Here’s a hard-and-fast rule. Throughout this blog, we’ve talked about how summer/UHP tires have a soft, pliable tread compound. In some cases, that can mean something as soft as a pencil eraser – soft enough that you can press your thumbnail into the sidewall and it will leave an indentation. That’s great for traction on hot days, but when it gets colder that rubber is going to stiffen up and lose its grip (think the traction of the sole of a rubber boot vs that of a hard rubber hockey puck). Tire manufacturers advise that summer/UHP tires should NOT be used if temperatures are consistently below 45 degrees Fahrenheit because performance can get pretty inconsistent or downright treacherous.

All-season tires don’t present that problem. They’re designed to keep their flexibility and keep their shape through extremes of hot and cold temperatures, which is part of their appeal for most drivers. If you live in a place that’s hot year-round, you can probably get by with summer tires 12 months out of the year, but most of us don’t live in places that are that hot all through the year.

Which one should you choose?

This takes us back to where we started. If you’re the kind of driver who relies on your sedan, coupe, minivan, or crossover for everyday commutes, errands, grocery runs, and road trips (with the occasional bout of spirited driving), chances are all-season tires are the perfect choice for you.
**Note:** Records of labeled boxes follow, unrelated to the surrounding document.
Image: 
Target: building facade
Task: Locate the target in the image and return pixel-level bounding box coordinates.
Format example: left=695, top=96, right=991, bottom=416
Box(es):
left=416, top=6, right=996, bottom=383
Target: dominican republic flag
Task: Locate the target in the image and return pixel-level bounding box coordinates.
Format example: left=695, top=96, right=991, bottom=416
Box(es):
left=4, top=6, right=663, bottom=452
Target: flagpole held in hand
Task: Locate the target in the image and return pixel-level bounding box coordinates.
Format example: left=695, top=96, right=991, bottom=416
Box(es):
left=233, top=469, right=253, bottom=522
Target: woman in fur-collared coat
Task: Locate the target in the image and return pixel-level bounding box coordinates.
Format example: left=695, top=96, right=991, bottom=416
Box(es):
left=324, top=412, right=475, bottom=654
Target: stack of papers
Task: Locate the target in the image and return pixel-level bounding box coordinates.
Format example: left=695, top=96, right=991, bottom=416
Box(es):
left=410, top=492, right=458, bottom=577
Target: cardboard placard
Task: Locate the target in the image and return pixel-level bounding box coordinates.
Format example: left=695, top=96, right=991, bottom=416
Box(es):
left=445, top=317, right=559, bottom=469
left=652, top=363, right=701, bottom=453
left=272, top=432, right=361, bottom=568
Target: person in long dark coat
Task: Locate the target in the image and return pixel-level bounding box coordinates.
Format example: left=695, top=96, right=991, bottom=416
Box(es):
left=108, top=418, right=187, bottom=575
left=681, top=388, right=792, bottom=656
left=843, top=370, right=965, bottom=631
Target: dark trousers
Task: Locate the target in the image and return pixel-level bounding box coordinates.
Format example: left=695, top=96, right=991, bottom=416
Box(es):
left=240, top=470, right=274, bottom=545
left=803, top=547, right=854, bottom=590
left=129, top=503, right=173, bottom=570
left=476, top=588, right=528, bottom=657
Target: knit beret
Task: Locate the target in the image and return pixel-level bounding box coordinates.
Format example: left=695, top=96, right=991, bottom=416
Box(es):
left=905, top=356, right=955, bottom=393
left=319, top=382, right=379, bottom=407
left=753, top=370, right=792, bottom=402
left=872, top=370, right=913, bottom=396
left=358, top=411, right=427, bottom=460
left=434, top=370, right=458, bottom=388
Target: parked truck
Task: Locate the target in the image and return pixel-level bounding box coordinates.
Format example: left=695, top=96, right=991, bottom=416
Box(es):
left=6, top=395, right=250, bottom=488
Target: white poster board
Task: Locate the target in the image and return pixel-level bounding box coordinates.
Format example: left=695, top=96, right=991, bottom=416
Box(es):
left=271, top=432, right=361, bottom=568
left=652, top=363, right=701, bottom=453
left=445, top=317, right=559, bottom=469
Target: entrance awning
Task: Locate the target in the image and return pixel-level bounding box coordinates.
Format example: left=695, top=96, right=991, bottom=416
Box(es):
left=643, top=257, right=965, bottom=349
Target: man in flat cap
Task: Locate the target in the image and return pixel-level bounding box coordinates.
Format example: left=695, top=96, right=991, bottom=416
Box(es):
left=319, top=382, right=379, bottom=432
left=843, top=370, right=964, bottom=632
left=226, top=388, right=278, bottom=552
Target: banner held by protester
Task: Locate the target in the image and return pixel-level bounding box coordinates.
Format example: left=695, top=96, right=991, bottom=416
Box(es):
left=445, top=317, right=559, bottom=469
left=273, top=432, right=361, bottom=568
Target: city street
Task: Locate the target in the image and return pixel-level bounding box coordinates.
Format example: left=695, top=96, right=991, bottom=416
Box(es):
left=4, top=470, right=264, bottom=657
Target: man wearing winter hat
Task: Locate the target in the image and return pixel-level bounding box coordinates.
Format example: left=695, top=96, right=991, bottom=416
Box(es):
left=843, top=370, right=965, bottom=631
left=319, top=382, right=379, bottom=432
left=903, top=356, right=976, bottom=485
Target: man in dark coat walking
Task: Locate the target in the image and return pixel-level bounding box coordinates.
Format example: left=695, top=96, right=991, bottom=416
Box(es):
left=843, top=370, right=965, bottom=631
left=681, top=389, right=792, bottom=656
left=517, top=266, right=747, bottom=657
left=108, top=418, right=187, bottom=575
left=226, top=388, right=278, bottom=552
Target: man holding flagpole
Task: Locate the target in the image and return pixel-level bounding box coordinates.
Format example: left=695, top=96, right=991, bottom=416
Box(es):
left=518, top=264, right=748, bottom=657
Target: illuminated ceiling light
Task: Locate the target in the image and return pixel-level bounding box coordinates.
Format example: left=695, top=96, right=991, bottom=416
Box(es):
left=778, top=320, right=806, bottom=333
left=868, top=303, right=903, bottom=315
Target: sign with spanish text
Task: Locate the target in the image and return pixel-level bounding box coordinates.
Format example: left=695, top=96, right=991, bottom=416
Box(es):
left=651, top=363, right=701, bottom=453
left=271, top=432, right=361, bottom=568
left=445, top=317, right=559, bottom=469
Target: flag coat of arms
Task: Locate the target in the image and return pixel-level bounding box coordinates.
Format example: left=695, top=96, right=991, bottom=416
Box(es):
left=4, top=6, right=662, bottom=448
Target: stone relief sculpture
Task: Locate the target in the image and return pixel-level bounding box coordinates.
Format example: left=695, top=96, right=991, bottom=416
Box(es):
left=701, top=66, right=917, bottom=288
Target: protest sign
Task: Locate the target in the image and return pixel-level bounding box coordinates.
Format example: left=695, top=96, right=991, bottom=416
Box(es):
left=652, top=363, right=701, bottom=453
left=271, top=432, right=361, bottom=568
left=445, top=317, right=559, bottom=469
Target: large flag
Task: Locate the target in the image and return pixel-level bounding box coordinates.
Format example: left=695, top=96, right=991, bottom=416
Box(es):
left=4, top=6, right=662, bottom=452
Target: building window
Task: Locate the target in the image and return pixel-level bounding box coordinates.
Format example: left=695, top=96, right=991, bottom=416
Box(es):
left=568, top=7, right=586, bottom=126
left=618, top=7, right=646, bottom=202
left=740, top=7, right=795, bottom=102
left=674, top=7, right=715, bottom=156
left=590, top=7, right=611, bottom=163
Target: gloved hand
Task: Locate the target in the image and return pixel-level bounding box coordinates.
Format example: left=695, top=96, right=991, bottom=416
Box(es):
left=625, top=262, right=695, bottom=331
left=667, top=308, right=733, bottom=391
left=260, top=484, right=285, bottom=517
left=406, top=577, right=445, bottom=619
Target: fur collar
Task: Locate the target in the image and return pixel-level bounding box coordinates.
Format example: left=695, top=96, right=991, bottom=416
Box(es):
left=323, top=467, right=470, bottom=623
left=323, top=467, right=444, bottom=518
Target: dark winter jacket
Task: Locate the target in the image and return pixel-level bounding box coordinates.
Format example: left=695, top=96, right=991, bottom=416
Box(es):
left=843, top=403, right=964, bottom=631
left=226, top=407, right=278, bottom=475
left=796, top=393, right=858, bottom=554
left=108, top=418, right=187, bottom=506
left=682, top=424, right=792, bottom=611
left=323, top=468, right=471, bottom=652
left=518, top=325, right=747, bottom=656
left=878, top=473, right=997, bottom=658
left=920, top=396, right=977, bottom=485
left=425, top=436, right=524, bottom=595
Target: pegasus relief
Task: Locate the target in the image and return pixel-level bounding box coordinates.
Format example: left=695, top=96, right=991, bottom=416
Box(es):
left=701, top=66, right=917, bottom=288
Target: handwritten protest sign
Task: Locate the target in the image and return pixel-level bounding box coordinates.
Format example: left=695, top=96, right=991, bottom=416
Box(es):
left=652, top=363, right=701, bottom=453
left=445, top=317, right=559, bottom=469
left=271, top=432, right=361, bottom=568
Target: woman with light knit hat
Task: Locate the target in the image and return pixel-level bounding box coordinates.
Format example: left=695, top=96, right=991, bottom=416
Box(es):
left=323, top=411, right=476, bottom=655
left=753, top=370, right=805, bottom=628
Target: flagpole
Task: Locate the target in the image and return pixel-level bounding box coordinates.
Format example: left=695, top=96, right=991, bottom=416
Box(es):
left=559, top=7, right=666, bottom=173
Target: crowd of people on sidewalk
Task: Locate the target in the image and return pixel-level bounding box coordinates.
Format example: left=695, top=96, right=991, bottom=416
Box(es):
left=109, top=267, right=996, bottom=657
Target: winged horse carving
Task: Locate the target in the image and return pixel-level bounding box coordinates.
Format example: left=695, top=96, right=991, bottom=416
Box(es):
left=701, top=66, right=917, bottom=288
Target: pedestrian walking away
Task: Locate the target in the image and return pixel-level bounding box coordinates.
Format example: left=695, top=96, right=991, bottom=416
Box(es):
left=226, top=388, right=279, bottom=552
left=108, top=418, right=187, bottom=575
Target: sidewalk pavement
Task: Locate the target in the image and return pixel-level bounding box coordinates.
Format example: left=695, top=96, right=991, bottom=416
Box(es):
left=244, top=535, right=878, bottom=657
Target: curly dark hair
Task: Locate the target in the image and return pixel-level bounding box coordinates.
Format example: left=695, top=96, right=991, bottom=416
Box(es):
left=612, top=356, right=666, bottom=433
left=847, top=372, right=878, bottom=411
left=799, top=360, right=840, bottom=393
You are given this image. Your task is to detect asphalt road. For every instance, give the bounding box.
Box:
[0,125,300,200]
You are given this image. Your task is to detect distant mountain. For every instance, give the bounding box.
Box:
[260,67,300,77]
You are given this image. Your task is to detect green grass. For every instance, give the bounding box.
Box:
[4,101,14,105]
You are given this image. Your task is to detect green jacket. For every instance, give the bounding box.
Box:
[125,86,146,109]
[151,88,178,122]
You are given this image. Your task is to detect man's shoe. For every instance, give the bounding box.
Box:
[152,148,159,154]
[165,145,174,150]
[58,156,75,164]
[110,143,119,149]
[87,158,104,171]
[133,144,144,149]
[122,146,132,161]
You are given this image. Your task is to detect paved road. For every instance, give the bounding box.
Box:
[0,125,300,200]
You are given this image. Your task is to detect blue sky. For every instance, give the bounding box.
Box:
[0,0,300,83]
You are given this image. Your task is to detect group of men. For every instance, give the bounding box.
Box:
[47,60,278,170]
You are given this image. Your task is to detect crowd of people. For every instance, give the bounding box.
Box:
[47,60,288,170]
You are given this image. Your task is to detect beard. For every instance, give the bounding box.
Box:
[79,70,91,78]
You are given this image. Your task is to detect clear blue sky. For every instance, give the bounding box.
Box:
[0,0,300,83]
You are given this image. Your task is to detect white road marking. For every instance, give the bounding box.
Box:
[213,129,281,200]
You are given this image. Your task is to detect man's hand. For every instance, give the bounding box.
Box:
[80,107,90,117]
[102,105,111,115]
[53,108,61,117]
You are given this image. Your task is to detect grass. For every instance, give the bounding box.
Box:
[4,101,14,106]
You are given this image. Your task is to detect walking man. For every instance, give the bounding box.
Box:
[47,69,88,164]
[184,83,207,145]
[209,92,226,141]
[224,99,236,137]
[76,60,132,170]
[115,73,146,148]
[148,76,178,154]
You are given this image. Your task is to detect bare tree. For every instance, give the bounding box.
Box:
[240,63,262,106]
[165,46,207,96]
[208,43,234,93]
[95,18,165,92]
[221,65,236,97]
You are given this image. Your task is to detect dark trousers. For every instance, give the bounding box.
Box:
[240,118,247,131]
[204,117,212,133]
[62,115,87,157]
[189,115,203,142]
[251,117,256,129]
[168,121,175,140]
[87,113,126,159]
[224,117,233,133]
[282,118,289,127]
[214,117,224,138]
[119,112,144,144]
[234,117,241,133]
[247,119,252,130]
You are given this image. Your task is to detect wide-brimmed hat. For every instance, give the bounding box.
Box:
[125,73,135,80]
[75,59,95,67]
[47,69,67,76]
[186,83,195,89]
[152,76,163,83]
They’re comfortable, capable, dependable and a great all-around value for all months out of the year, with the exception of deep snow or ice where only dedicated winter tires will get the job done.

But, if you’ve got a sporty vehicle (or at least sporty aspirations) and you like to legally push the envelope whenever you have a chance, maybe you should think about summer/UHP tires for the extra edge they can give you in cornering, steering response, and braking performance. Just be aware of their limitations – shorter tread life and a rubber compound that’s only suitable for warmer months.